Without code, I have to guess

The code for sort_by refers to ruby_qsort

I think a built-in sort method should be stable (or have a stable
variant).

Thanks for the clarification, now I understand what you mean. Based on
the results of your example, it appears that ruby's qsort is naive.
AFAIK, the majority of qsort implementations are.

IIRC quicksort is instable by definition. There may be stable variants
though.

In this case it's not really needed IMHO. You can either do

x.sort_by {|let,dig| [dig, let]}

or, if you don't want to create all those temporary arrays

x.sort {|(la,da),(lb,db)| da == db ? la <=> lb : da <=> db}
x.sort {|(la,da),(lb,db)| c = da <=> db; c == 0 ? la <=> lb : c}

Kind regards

       robert

--
remember.guy do |as, often| as.you_can - without end
http://blog.rubybestpractices.com/

--
Lai, Yu-Hsuan

Robert Klemme:

You can either do

x.sort_by {|let,dig| [dig, let]}

or, if you don't want to create all those temporary arrays

x.sort {|(la,da),(lb,db)| da == db ? la <=> lb : da <=> db}
x.sort {|(la,da),(lb,db)| c = da <=> db; c == 0 ? la <=> lb : c}

Or use #nonzero? and #<=> chaining like this:

x.sort { |(la, da), (lb, db)| (da <=> db).nonzero? or la <=> lb }

— Piotr Szotkowski

···

--
Language designers in general: You are IN THE WAY. Go here:
REBOL in One Line (R2 One-liners) then do us all a favor and don’t
resist the urge to fall on that wakizashi when your shame overcomes you.
                                                             [Jeff Bone]
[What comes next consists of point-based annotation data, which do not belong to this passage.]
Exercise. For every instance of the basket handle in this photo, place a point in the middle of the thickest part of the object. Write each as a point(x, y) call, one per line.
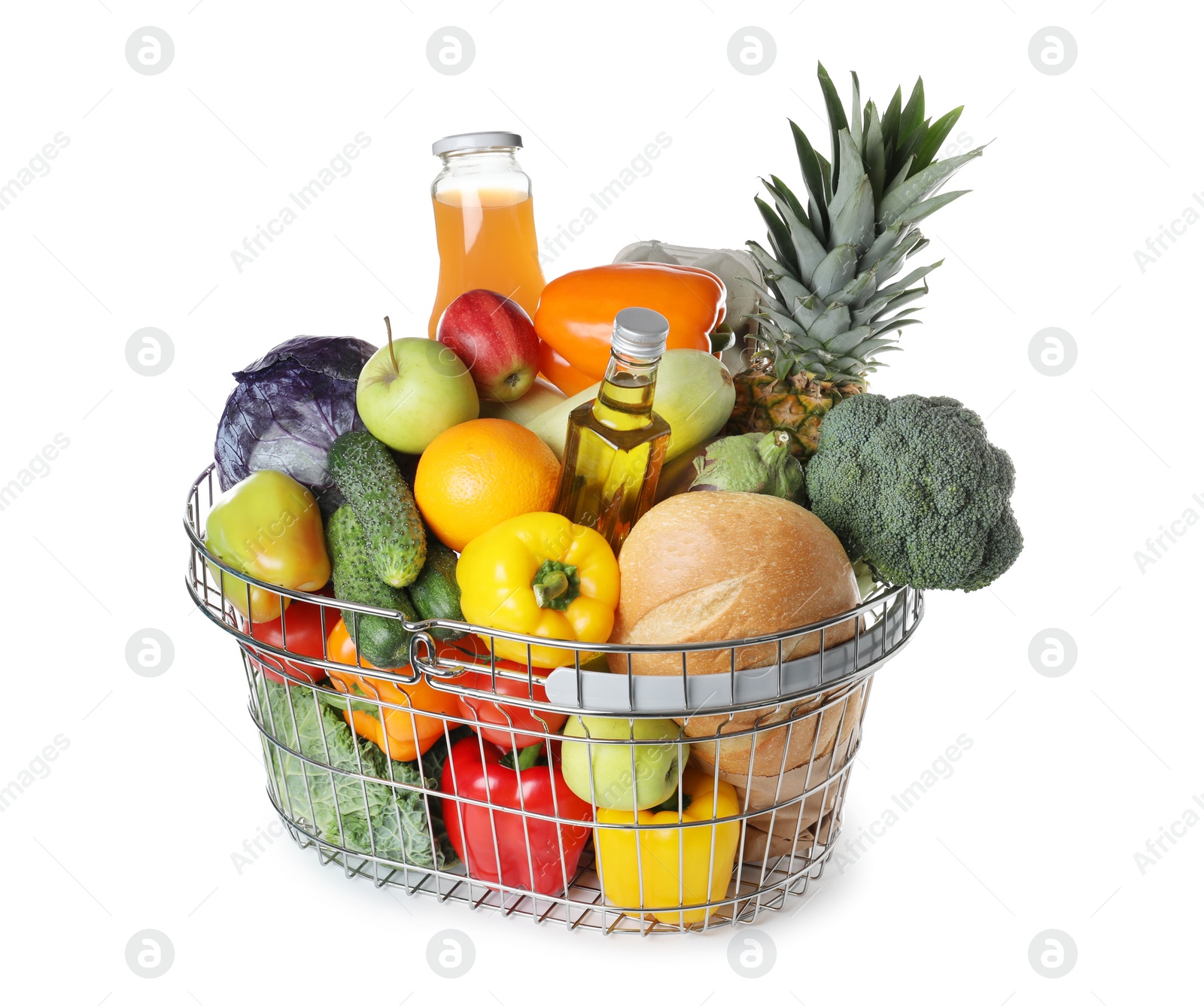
point(673, 694)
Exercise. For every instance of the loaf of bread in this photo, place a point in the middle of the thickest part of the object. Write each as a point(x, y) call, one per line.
point(722, 566)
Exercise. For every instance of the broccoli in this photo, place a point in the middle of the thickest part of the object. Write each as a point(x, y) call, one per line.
point(913, 486)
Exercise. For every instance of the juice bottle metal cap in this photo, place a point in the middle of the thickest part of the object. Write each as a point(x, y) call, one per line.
point(640, 333)
point(475, 141)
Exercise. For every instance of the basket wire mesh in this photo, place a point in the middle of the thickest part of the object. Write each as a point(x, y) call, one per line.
point(774, 746)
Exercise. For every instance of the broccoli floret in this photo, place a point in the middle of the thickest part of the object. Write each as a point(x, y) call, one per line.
point(913, 486)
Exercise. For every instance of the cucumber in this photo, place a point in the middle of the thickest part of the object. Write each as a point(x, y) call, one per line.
point(382, 642)
point(385, 506)
point(436, 594)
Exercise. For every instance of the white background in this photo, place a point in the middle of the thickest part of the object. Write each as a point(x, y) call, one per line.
point(134, 225)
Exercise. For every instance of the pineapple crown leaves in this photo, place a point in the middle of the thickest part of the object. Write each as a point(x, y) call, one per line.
point(824, 309)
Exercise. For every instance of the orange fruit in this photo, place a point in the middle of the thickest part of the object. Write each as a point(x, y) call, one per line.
point(479, 473)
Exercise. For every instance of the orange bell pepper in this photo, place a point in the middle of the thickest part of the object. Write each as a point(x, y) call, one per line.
point(560, 372)
point(576, 313)
point(400, 733)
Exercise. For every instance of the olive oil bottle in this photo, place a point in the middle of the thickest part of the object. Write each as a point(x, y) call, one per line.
point(616, 444)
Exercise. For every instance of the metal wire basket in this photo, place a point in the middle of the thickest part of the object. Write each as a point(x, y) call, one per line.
point(381, 770)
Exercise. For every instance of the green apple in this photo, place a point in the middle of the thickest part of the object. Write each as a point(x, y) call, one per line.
point(656, 765)
point(412, 390)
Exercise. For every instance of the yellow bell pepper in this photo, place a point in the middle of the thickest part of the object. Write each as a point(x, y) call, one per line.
point(673, 863)
point(540, 574)
point(268, 526)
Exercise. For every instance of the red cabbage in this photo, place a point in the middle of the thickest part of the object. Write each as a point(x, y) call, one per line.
point(287, 411)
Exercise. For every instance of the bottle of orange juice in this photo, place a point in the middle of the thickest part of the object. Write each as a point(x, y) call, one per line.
point(483, 222)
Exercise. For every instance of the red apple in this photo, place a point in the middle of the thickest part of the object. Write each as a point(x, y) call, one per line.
point(495, 337)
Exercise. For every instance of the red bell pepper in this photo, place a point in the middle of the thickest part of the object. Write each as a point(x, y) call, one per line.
point(303, 632)
point(511, 785)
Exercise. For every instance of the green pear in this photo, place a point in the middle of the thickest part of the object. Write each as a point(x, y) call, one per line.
point(655, 767)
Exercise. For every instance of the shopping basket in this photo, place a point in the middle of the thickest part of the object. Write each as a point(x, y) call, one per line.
point(765, 753)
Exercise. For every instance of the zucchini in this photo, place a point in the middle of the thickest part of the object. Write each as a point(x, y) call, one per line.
point(382, 642)
point(385, 506)
point(436, 594)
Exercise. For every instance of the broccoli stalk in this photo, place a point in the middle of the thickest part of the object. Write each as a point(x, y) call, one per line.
point(913, 486)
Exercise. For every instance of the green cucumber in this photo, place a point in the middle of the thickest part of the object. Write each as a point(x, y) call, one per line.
point(436, 594)
point(382, 642)
point(385, 506)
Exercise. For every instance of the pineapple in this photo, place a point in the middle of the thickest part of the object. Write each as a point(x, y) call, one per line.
point(828, 311)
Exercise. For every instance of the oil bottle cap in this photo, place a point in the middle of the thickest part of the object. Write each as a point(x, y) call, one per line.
point(640, 333)
point(475, 141)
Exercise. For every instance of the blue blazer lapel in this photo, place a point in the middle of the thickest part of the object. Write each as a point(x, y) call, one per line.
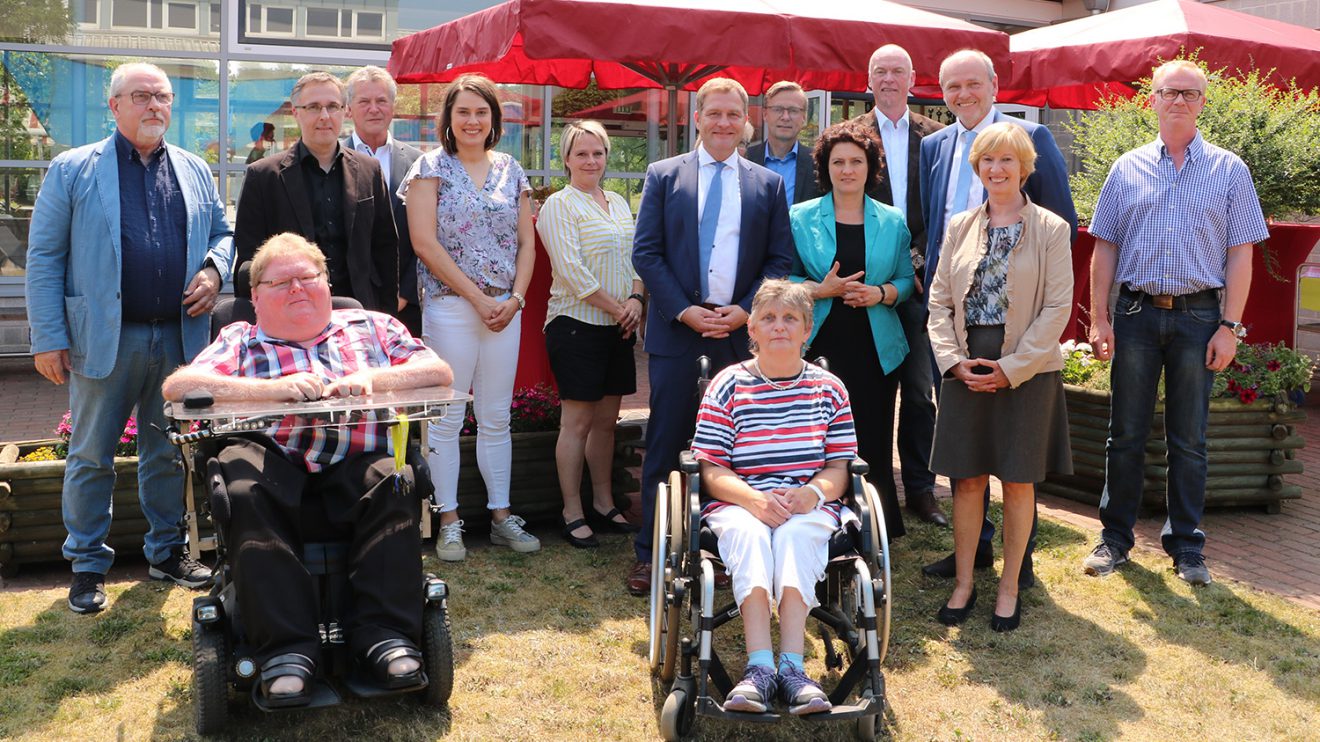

Phillip Gawlowski wrote in post #959912:

However, QSort is (again, so says Wikipedia), only maintains the
relative order of records, if those are equal.
["a",3] and ["b",3] aren't equal as far as a computer is concerned,
resulting in the OP's problem.

@Phillip : I am not sure I agree. When sorting on the second half, the
couple (["a", 3], ["b", 3]) falls under the "equal" case of the choice.

Robert Klemme wrote :

In this case it's not really needed IMHO

@Robert : yes in this precise case with two fields, you can go around.
But in general, if you work with many fields and have to sort by one of
them, you should not have to remember the previous sorts and specify all
the unconcerned fields.
_md

···

--
Posted via http://www.ruby-forum.com/\.

"a" != "b" results in true, thus the couplet is *not* equal.

···

On Sun, Nov 7, 2010 at 2:08 PM, Michel Demazure <michel@demazure.com> wrote:

Phillip Gawlowski wrote in post #959912:
@Phillip : I am not sure I agree. When sorting on the second half, the
couple (["a", 3], ["b", 3]) falls under the "equal" case of the choice.

--
Phillip Gawlowski

Though the folk I have met,
(Ah, how soon!) they forget
When I've moved on to some other place,
There may be one or two,
When I've played and passed through,
Who'll remember my song or my face.

No, Michael is right. Every sorting algorithm only ever looks at *sort keys*. So since our sort key is the second array member (the number) both mentioned records are equivalent. If you include the other field a stable sort isn't really interesting here since then all fields are part of the sort key - stable and instable algorithms will return the same then.

Kind regards

  robert

···

On 07.11.2010 15:10, Phillip Gawlowski wrote:

On Sun, Nov 7, 2010 at 2:08 PM, Michel Demazure<michel@demazure.com> wrote:

Phillip Gawlowski wrote in post #959912:
@Phillip : I am not sure I agree. When sorting on the second half, the
couple (["a", 3], ["b", 3]) falls under the "equal" case of the choice.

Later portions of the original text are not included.